The company’s Hot Wheels brand just announced that it will release two remote-controlled scale versions of the Cybertruck. The smaller of the two will be 1:64 scale and retail for a wallet-friendly $20 while the larger 1:10 scale version will go for $400, still a reasonable sum compared to the actual car’s $40,000 price tag. The limited-edition duo is set to hit the market in December––just in time for the holiday gift-giving season.
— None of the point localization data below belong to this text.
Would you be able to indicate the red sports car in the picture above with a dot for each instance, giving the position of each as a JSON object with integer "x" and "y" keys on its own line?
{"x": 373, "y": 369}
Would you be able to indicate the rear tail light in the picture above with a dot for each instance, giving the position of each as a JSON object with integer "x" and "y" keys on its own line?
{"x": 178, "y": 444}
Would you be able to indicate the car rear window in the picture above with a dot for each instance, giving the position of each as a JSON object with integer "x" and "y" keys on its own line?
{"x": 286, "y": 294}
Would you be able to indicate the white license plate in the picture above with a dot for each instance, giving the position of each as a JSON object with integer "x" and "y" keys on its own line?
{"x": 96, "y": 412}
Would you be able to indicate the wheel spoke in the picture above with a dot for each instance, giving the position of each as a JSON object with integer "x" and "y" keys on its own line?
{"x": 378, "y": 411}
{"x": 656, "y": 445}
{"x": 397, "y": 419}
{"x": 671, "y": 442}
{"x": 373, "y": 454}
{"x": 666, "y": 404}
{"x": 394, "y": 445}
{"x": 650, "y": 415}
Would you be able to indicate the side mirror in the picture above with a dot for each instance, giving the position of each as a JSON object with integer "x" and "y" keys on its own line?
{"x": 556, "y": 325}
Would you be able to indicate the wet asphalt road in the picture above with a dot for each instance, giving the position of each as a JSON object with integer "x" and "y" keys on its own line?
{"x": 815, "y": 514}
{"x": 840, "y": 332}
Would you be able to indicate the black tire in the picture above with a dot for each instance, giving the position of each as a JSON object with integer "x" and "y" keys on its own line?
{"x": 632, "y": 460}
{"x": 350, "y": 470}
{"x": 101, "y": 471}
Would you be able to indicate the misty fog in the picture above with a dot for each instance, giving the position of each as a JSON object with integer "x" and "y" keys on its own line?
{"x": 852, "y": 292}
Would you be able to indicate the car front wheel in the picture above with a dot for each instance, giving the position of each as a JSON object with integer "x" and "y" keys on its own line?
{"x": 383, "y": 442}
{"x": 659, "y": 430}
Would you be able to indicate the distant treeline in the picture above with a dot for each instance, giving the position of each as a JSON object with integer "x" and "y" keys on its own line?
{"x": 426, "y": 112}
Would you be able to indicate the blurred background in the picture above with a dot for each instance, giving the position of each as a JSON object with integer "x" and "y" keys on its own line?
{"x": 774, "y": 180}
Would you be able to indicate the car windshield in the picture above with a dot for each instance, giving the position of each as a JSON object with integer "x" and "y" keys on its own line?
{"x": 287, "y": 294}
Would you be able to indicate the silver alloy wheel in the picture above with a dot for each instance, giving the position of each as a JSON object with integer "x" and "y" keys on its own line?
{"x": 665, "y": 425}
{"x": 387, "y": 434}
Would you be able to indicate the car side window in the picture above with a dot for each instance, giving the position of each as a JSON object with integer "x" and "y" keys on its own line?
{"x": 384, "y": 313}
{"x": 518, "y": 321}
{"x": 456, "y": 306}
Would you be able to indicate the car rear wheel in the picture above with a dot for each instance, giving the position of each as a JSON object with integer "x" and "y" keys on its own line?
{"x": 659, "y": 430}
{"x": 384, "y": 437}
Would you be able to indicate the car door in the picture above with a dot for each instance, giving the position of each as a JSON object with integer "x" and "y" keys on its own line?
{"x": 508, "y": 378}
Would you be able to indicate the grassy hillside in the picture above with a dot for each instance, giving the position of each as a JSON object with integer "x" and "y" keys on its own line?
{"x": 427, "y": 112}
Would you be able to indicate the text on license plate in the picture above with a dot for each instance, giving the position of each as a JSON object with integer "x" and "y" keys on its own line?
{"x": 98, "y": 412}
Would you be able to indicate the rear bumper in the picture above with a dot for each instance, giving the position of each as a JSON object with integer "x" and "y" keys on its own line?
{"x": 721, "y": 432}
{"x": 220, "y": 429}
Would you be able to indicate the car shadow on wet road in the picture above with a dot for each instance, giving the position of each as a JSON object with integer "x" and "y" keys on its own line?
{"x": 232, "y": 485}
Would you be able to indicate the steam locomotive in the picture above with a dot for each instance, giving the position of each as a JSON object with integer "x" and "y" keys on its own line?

As you might expect, the larger of the two models with a few more tricks up its sleeve. For starters, functioning headlights and taillights add a more realistic feel. Ditto for the telescoping tailgate that unfurls into a loading ramp. The Hot Wheels website describes its construction as “off-road and rugged terrain capable”––a claim buoyed by all-wheel drive that can switch between two modes––so it should be good to go even if you plan on taking it for a spin in spots not as evenly paved as your driveway. And rechargeable 9/9V rechargeable battery keeps those wheels turning for extended periods.
There are other intriguing elements like the removable plastic body that reveals a detailed interior. The most inspired touch, though, has to be the removable sticker that mimics the famous shattered window from the actual truck’s debut. Given that Tesla was involved with the development of Hot Wheel’s version, Elon Musk might be eager to give the unexpected viral moment some extra legs. Or he just has a healthy sense of humor.
The Cybertruck has become something of a lightning rod for Tesla, no small feat given the brand’s history. Officially announced last November, the angular, Blade Runner-inspired truck debuted at a widely covered, invitation-only event where Musk touted its design and supposedly shatter-proof glass windows. A live demonstration debunked the latter claim. Twice. But that doesn’t appear to have dampened interest in the vehicle. Musk has since claimed the company has received 200,000 pre-orders for the Cybertruck.
Tesla has subsequently become the first US carmaker to cross the $100 billion mark and is now worth more than Ford and General Motors combined.